10 marzo 2012 | Francesco Falcone

Produttore di vino o vignaiolo?

di Francesco Falcone
vignamani

È il mio perenne punto interrogativo.

Mi capita spesso di utilizzare i due sostantivi rivolgendomi allo stesso individuo, forse sbagliando. Porto l’esempio di due titolari di azienda nel comune di Monforte d’Alba, nella Langa del Barolo: Silvano Bolmida una volta è vignaiolo, un’altra produttore, eppure nel suo caso la prima opzione è la più giusta.
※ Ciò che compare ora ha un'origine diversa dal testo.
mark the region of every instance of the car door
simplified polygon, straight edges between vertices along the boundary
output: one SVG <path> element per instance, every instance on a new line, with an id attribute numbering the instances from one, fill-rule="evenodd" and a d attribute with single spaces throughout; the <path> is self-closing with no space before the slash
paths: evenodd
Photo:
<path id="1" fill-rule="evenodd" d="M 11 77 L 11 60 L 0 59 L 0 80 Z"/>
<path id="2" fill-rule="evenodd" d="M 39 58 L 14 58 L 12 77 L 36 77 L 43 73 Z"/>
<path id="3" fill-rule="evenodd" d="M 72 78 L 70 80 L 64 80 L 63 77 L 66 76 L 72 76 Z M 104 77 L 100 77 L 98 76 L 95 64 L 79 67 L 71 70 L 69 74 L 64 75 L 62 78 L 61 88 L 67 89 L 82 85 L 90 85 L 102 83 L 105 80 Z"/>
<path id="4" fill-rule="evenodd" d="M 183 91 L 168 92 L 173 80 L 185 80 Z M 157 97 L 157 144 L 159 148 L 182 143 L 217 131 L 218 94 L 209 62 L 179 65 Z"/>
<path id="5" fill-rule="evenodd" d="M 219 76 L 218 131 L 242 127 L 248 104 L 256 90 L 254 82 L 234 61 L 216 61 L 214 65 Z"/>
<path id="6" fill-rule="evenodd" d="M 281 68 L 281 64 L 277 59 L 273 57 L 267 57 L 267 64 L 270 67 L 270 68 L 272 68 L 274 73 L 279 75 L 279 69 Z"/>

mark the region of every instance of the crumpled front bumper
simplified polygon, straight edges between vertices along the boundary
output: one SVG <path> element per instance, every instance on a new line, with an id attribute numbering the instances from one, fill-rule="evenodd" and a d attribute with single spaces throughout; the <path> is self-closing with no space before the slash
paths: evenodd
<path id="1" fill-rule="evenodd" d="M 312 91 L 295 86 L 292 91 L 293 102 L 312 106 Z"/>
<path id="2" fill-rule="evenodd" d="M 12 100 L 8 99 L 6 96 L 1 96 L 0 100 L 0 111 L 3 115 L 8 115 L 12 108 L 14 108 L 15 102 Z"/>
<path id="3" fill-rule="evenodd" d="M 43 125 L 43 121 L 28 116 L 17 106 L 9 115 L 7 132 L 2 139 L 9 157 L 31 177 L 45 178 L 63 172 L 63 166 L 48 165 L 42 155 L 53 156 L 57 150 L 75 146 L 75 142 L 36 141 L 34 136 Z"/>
Marco Parusso, altrettanto bravo, nasce vignaiolo e figlio di vignaiolo, ma oggi la sua realtà produttiva è cambiata, si è ingrandita, le esigenze del mercato anche (lui è spesso in giro a far promozione) e dunque in questi anni è forse più produttore di vino che non vignaiolo.

In realtà vignaiolo è una bella parola e tendo a usarla con più frequenza, ma sarebbe meglio, appunto, distinguere. Sarebbe più giusto affiancarla solo a chi si sporca mani e scarpe nella vigna, che vive la vigna come lavoro quotidiano, che conosce le sue piante come figlie o quasi, che gioisce e soffre con esse, che ha la possibilità, il dono, la capacità di osservarne le sfumature, di riconoscerle, di capire che frutti gli darà, che cosa si ritroverà in cantina, come dovrà intervenire nelle successive fasi di vinficazione.

Chi ha lavoratori specializzati e consulenti, dall’agronomo all’enologo, chi trascorre più tempo in ufficio o su un aereo che non in campagna, chi è costretto a districarsi tra mille impegni e non solo nella gestione agronomica ed enologia, sarebbe meglio definirlo produttore di vino.

Il punto di arrivo è sempre una bottiglia (buona, si spera), ma diverse sono le strade per arrivarci. C’è chi ha a disposizione autostrade, chi sentieri (anche se talvolta non è così). Chi va in giro per il mondo e chi sta sul trattore (sebbene alcuni facciano le due cose insieme). Chi arriva alla vigna per hobby o per passione, chi lavora da generazioni.

Un grappolo di lampia, uno di michet e uno di rosé sono ugualmente diversi, quel che ti dà l’uno non ti dà l’altro, l’importante è saperli riconoscere: forse un vignaiolo ha più “occhio” e più tempo per non sbagliare. Per conoscerli a fondo. È questo il valore aggiunto del mestiere, perché senza conoscenza non c’è amore.

A questo punto non so se la differenza vi è chiara, a me non ancora.

Il mondo è bello perché è vario, dicevano i nostri nonni, un adagio che va bene anche e soprattutto per il vino.